Non si diventa grandi uomini se non si ha il coraggio di ignorare un'infinità di cose inutili.
Un lettore di Pavia mi manda una pagina fotocopiata dello zibaldone Note azzurre dello scrittore suo conterraneo Carlo Dossi (1849-1910), un autore un po' dimenticato, pur se dotato di una sua originalità briosa. In quella pagina il lettore sottolineava la frase che ho trascritto e che mi sembra di aver già sentito e forse anche proposto. Sta di fatto che essa è, comunque, utile non tanto per esaltare i "grandi uomini" (l'espressione talora può acquistare una sfumatura ironica: forse abbiamo più bisogno di uomini normali), quanto piuttosto per puntare l'indice sulle "cose inutili". È nota la storiella secondo la quale Socrate andava tra le bancarelle del mercato di Atene per scoprire di quante cose potesse gioiosamente fare a meno!

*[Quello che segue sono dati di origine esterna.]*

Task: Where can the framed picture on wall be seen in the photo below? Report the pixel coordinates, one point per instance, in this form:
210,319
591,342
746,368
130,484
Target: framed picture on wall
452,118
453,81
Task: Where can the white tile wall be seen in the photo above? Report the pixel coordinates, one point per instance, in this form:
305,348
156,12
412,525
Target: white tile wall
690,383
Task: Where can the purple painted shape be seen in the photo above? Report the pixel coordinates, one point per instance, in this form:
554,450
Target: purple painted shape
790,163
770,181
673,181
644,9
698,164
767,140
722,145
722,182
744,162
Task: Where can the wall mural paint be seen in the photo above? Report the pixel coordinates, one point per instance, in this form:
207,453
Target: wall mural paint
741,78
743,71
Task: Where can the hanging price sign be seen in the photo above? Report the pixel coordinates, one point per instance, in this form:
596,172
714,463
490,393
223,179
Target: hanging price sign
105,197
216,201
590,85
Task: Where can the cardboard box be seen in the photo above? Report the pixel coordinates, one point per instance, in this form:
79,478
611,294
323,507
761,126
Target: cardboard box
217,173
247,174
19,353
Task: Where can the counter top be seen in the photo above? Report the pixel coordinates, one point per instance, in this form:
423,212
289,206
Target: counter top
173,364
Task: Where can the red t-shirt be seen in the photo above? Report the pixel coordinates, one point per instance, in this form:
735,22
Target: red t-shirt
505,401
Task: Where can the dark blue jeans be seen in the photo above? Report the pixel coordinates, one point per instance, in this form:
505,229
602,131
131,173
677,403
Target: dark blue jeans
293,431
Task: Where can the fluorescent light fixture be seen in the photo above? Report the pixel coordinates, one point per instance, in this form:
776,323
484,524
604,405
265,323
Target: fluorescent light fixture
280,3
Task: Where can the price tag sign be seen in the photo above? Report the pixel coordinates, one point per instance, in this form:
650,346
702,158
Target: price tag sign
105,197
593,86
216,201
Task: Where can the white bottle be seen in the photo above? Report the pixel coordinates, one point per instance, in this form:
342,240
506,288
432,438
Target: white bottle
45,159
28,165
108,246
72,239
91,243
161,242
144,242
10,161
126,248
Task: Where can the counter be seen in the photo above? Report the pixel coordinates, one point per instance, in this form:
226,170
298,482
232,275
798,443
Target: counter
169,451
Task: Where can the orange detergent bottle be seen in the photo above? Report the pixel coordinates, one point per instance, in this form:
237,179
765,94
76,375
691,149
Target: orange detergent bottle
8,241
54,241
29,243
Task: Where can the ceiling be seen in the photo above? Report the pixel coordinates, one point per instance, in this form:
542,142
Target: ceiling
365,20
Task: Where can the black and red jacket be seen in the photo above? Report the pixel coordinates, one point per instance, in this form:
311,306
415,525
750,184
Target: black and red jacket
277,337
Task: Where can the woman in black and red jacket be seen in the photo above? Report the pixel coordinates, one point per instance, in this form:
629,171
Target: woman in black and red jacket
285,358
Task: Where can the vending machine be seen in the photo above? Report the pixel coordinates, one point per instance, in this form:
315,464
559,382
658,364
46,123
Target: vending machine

Purtroppo oggi la pubblicità martellante, pronta a non lasciarci neppur respirare pur di infilarci in bocca un prodotto, ci ha avvolto in una rete inestricabile di "cose inutili", di necessità non necessarie, di esigenze infondate. Diventa, così, arduo resistere alla sirena dell'"inutilità", del consumo, dello spreco, mentre in parallelo diventa agevole ignorare le realtà profonde, intime e ben più necessarie. C'è, dunque, da un lato una paradossale ricchezza di cose e dall'altro un'altrettanto sconcertante povertà di spirito, di umanità, di coscienza, di intelligenza. Di questa sindrome ormai un po' tutti sono affetti e - qui ha ragione Dossi coi suoi "grandi uomini" - ora le persone più acclamate e celebrate sono coloro che più posseggono, ostentano, detengono, accumulando tesori, beni e ricchezze del tutto "inutili" per la loro stessa esistenza.